Do broccoli all look the same? Not so Rasmus. This fascinates again and again. Its color and shape can vary: no Rasmus is like another. This is due to the fact that Rasmus is not a so-called hybrid, but a reproducible variety from organic breeding. And it is precisely these varieties that need to be saved. Otherwise we will soon have no more variety on the plate. The variety of our vegetables had to give way to industrialized agriculture long ago. Only what is bred is bred that yields a lot. So-called F1 and CMS hybrids with uniform appearance deliver high yields with consistent quality. Few varieties grow in ever larger fields. This no longer has anything to do with the original variety of fruit and vegetables.
75 percent of the variety is already lost forever
According to the World Food Organization FAO, around 75 percent of the variety of varieties still available in 1900 has been irretrievably lost in the last 100 years.
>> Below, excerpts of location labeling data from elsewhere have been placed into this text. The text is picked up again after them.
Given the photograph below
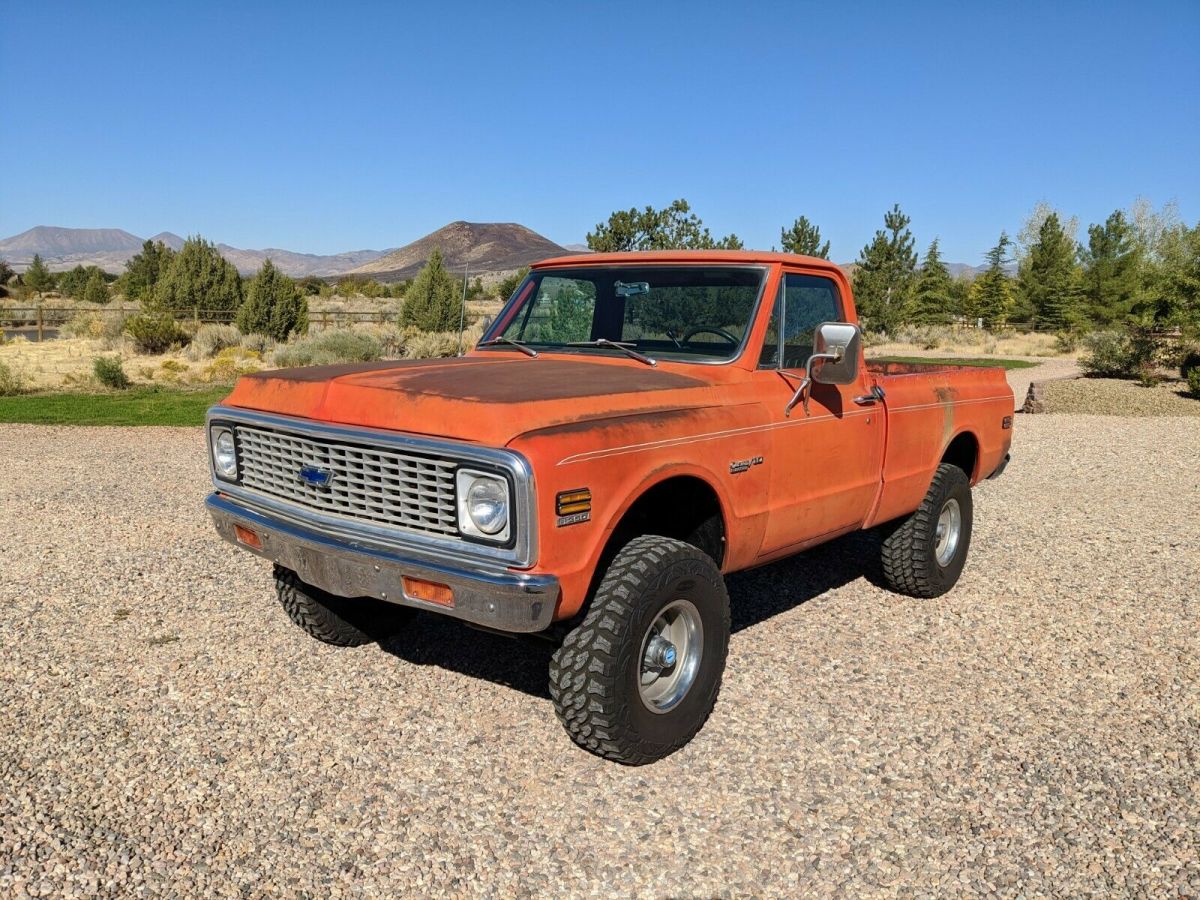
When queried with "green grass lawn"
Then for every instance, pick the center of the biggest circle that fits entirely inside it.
(141, 406)
(958, 361)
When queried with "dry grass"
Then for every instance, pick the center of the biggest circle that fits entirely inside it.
(67, 364)
(967, 342)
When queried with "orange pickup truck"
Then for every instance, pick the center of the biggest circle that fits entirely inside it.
(631, 427)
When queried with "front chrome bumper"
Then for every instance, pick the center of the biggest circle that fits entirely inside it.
(485, 595)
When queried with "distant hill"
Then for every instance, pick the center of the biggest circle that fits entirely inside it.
(486, 247)
(52, 241)
(298, 265)
(112, 247)
(172, 240)
(67, 247)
In Germany and Europe, hybrid varieties have a market share of over 90 percent for many types of fruit and vegetables – for example corn, sugar beet, tomatoes, onions and various types of cabbage. Hybrids are created by using as different parent lines as possible. By repeatedly using certain properties such as size, shape, color or resistance as benchmarks for crossbreeding over the years, high-performance plants grow under the influence of chemical-synthetic pesticides with high yields. However, the positive properties only apply to the first sowing, usually the yield drops significantly in the next generation. This means that hybrid plants cannot be “reproduced” and form a genetic dead end. For farmers, this means an immense dependency on large agricultural corporations, from which they have to buy seeds again and again year after year. There are hardly any varieties that you can propagate yourself.
Organic breeding offers answers to climate change
Organic breeding aims to restore the variety of varieties. It also helps to find adaptable varieties that can best cope with different site conditions and climate change. No genetic engineering, chemical-synthetic pesticides or artificial mineral fertilizers are used in organic agriculture. Plants like Rasmus broccoli have to be able to defend themselves against parasites, diseases or competing weeds. With more pronounced foliage that covers the ground, it can, for example, prevail against sprouting weeds by taking away the light of the other plants. In conventional agriculture, weeds can only be controlled with herbicides. In addition to its excellent taste, Rasmus is particularly easy to digest and its high nutritional quality. The stalk should definitely be on the plate, because it is mildly aromatic and full of good nutrients.